Is my site currently blocking crawl bots like google? (newbie)

Hi I’m new in cloudflare. I just wanted to confirm is my site https://www.make-invoice.com/ currently blocking crawl bots especially main search engines like google?

Reason I asked. On site audit in semrush it says their bot is currently blocked. so I’m confused as per my robots.txt it allows all. https://www.make-invoice.com/robots.txt

By default, Cloudflare doesn’t block known good bots such as Semrush. Have you changed any firewall settings here?

1 Like

This is my current setting in firewall

and for firewall rules. I haven’t used that yet. for manage rules. nothing as well. I’m on free plan btw.

@sdayman

also not sure how to do with this?

If the Cloudflare firewall is blocking Semrush access, it would show up in the Firewall Events Log in the Firewall -> Overview tab. If you “Download Log” from Semrush, does it give you more detailed information? Hopefully an HTTP response code, like 403.

This is the download log.

IP addresses of Semrush Bot ( Site Audit ): 46.229.173.66, 46.229.173.67, 46.229.173.68

REQUEST:
curl -i -sS -L --proto-redir -all,http,https --max-time 5 -A ‘Mozilla/5.0 (compatible; SemrushBot-SA/0.97; +http://www.semrush.com/bot.html)’ http://www.make-invoice.com/

RESPONSE:
HTTP/1.1 301 Moved Permanently
Date: Mon, 07 Sep 2020 02:02:03 GMT
Transfer-Encoding: chunked
Connection: keep-alive
Cache-Control: max-age=3600
Expires: Mon, 07 Sep 2020 03:02:03 GMT
Location: https://www.make-invoice.com/
cf-request-id: 0507e59814000028bfa78fb200000001
X-Content-Type-Options: nosniff
Server: cloudflare
CF-RAY: 5cecd86cecae28bf-IAD
alt-svc: h3-27=":443"; ma=86400, h3-28=":443"; ma=86400, h3-29=":443"; ma=86400
HTTP/2 406
date: Mon, 07 Sep 2020 02:02:04 GMT
content-type: text/html; charset=iso-8859-1
set-cookie: __cfduid=d70a428c8c38bf11c77dbee5c9efe37811599444123; expires=Wed, 07-Oct-20 02:02:03 GMT; path=/; domain=.make-invoice.com; HttpOnly; SameSite=Lax; Secure
cf-cache-status: DYNAMIC
cf-request-id: 0507e5984c0000c1755f8f0200000001
expect-ct: max-age=604800, report-uri=“https://report-uri.cloudflare.com/cdn-cgi/beacon/expect-ct
strict-transport-security: max-age=15552000; includeSubDomains; preload
x-content-type-options: nosniff
server: cloudflare
cf-ray: 5cecd86d497ec175-IAD
alt-svc: h3-27=":443"; ma=86400, h3-28=":443"; ma=86400, h3-29=":443"; ma=86400

Not Acceptable!

Not Acceptable!

An appropriate representation of the requested resource could not be found on this server.

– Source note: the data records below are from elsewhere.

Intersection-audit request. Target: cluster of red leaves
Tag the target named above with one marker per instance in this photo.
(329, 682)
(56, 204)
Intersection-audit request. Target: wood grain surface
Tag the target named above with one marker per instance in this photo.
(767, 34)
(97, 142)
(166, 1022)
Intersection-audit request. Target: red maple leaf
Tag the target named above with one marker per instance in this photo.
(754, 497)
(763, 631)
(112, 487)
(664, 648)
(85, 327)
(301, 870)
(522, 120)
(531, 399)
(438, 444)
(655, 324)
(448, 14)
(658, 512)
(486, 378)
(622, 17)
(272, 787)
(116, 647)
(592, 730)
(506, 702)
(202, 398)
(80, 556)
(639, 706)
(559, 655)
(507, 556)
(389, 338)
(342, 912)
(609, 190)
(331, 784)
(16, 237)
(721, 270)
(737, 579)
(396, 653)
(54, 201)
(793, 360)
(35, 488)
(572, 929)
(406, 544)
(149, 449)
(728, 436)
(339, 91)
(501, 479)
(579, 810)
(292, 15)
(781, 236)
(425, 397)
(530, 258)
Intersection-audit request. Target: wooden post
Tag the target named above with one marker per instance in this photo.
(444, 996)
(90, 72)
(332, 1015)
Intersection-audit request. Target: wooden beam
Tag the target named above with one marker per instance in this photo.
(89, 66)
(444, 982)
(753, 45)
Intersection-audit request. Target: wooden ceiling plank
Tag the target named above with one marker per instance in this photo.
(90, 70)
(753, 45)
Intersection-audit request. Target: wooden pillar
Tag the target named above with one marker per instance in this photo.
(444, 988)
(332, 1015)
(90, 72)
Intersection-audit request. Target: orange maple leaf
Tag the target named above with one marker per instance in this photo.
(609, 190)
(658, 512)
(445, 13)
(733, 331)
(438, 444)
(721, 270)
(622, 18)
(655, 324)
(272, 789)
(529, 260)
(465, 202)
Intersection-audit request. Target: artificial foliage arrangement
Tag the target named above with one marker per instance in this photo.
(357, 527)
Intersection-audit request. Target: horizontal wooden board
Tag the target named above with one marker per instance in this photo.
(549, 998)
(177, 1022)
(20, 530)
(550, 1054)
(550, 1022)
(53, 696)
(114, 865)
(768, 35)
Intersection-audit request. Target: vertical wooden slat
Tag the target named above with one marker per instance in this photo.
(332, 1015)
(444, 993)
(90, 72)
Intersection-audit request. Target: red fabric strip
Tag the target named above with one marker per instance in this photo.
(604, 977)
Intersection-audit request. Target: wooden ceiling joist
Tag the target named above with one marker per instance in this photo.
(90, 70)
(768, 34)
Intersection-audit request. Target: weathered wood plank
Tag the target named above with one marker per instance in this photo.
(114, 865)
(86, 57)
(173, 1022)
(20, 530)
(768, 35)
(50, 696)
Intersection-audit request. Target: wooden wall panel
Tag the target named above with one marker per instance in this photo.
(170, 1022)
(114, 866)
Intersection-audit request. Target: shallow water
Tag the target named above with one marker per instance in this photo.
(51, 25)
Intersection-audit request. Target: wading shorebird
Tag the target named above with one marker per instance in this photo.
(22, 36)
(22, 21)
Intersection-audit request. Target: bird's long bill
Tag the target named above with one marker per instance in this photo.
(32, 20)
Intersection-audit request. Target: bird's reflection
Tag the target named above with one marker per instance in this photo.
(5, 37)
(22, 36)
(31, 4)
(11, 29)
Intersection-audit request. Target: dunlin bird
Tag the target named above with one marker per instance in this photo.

This error was generated by Mod_Security.

@sdayman

  1. For whatever reason, it’s trying to crawl the HTTP version of your site, so that output showed a 301 (Permanent) redirect to HTTPS. Hopefully Semrush will figure that out.
  2. The error message shows it’s coming from Mod_Security, like in this post:
1 Like

Thank you for this! I will connect with SEMRush.

@roshan.kumar1 Let me know when you already resolved your issue I think we have same problem. Thank you.